At present, the exact mechanism of the pathogenic effect of anti-PR-3
antibodies remains unknown. Interaction of
anti-neutrophil cytoplasmic antibodies (ANCAs) with human umbilical vein endothelial cells (HUVECs) may play a key role. Recently we were able to show that ANCAs recognize their target
antigen, PR-3, translocated into the membrane of HUVECs. The objective of this study was to investigate regulation, i.e. signal transduction pathways, of PR-3 expression in endothelial cells. HUVECs were isolated according to the method of Jaffe et al. and cultured under standard conditions. A cyto-
enzyme-linked
immunosorbent assay (ELISA) with unfixed cells was performed. Membrane-expressed PR-3 was detected by affinity-purified and monoclonal anti-PR-3 Ab. Tumour
necrosis factor alpha (
TNF-alpha)-induced membrane expression of PR-3 could be blocked with the
RNA synthesis inhibitor actinomycin D, the
protein kinase C (PKC) and
proteinase A (
PKA) inhibitor staurosporine, the specific
PKA inhibitor calphostin C, the c-
AMP-dependent
PKA inhibitor KT5720 and the
tyrosine kinase inhibitor genistein in a dose-dependent manner.
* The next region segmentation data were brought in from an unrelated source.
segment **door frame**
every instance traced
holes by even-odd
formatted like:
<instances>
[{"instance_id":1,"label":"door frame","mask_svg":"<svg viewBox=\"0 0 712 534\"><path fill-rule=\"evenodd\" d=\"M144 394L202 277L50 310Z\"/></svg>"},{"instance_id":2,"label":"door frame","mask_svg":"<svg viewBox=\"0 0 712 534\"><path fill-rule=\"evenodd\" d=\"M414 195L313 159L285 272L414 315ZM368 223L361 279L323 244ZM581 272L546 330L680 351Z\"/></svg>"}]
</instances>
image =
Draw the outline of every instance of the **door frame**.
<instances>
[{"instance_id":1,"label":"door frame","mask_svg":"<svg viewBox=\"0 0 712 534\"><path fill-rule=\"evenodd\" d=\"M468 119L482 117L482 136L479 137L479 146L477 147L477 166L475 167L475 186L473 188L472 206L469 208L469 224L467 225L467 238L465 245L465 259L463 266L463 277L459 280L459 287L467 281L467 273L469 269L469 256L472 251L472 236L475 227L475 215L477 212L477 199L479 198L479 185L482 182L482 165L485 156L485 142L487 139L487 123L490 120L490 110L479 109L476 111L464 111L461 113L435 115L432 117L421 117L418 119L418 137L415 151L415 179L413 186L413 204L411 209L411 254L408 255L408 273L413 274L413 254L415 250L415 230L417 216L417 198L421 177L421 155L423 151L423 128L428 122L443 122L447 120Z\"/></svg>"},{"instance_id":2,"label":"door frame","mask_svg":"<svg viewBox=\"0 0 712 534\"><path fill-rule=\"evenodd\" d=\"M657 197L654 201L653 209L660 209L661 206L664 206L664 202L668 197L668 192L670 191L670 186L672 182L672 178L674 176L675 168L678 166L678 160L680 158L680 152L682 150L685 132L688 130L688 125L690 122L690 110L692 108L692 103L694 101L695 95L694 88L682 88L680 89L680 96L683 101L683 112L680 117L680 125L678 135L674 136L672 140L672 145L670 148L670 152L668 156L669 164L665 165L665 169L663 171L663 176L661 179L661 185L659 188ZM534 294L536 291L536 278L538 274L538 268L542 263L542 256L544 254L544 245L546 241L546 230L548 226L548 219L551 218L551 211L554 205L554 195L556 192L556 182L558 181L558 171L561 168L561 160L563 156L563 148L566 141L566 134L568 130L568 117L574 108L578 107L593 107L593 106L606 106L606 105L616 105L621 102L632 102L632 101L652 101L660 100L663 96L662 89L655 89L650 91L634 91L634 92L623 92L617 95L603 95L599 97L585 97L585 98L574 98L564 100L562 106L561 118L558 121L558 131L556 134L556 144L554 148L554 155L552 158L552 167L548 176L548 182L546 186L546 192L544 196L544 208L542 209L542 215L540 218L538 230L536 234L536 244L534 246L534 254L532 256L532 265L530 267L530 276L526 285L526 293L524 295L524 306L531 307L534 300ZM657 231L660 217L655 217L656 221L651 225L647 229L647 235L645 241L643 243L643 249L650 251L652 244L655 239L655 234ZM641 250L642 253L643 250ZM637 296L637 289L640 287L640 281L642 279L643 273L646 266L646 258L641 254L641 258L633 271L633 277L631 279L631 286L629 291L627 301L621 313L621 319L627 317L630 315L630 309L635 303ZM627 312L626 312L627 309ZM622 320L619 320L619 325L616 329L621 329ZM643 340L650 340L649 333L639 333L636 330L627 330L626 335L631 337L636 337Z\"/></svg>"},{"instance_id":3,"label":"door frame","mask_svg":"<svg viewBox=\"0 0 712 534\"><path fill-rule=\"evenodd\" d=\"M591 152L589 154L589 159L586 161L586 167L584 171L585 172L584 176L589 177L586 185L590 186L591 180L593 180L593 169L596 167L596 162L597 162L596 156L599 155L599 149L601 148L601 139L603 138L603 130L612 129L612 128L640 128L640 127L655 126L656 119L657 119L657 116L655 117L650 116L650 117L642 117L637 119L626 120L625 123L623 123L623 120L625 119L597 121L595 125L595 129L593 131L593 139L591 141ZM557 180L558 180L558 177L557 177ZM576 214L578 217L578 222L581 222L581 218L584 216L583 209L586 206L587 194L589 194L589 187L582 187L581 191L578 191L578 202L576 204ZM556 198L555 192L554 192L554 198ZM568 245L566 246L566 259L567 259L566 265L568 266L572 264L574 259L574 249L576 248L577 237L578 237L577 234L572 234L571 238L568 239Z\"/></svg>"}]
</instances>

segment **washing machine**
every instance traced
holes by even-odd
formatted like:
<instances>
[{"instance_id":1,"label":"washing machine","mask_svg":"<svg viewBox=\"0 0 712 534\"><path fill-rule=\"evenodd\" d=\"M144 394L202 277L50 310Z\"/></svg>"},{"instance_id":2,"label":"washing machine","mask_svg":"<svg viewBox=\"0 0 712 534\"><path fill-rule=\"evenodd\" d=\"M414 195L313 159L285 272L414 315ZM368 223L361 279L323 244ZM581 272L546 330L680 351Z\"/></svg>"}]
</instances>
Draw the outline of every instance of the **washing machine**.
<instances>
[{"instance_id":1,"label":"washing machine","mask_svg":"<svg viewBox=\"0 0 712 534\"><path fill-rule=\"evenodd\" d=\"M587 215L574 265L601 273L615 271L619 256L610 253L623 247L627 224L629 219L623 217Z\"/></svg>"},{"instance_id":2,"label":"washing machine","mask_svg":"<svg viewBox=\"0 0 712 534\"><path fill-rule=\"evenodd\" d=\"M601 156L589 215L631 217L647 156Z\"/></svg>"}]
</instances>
The effect of
calphostin C was the most significant. In addition, the effect of
phorbol 12-myristate 13-acetate (PMA), a mediator of intracellular second messengers, was investigated. In our study, pretreatment of cells with PMA for 48 h led to a down-regulation of PR-3 expression. This effect, however, could be overridden by
TNF-alpha stimulation, i.e.
TNF-alpha-induced membrane expression of PR-3 was resistant to down-regulation of PKC. In conclusion, our data suggest that translocation of PR-3 in HUVECs is an active process depending on
protein synthesis. PR-3 expression by HUVECs may involve a PKC reactive to
cytokines such as
TNF-alpha which induces PR-3 expression at a transcriptional level.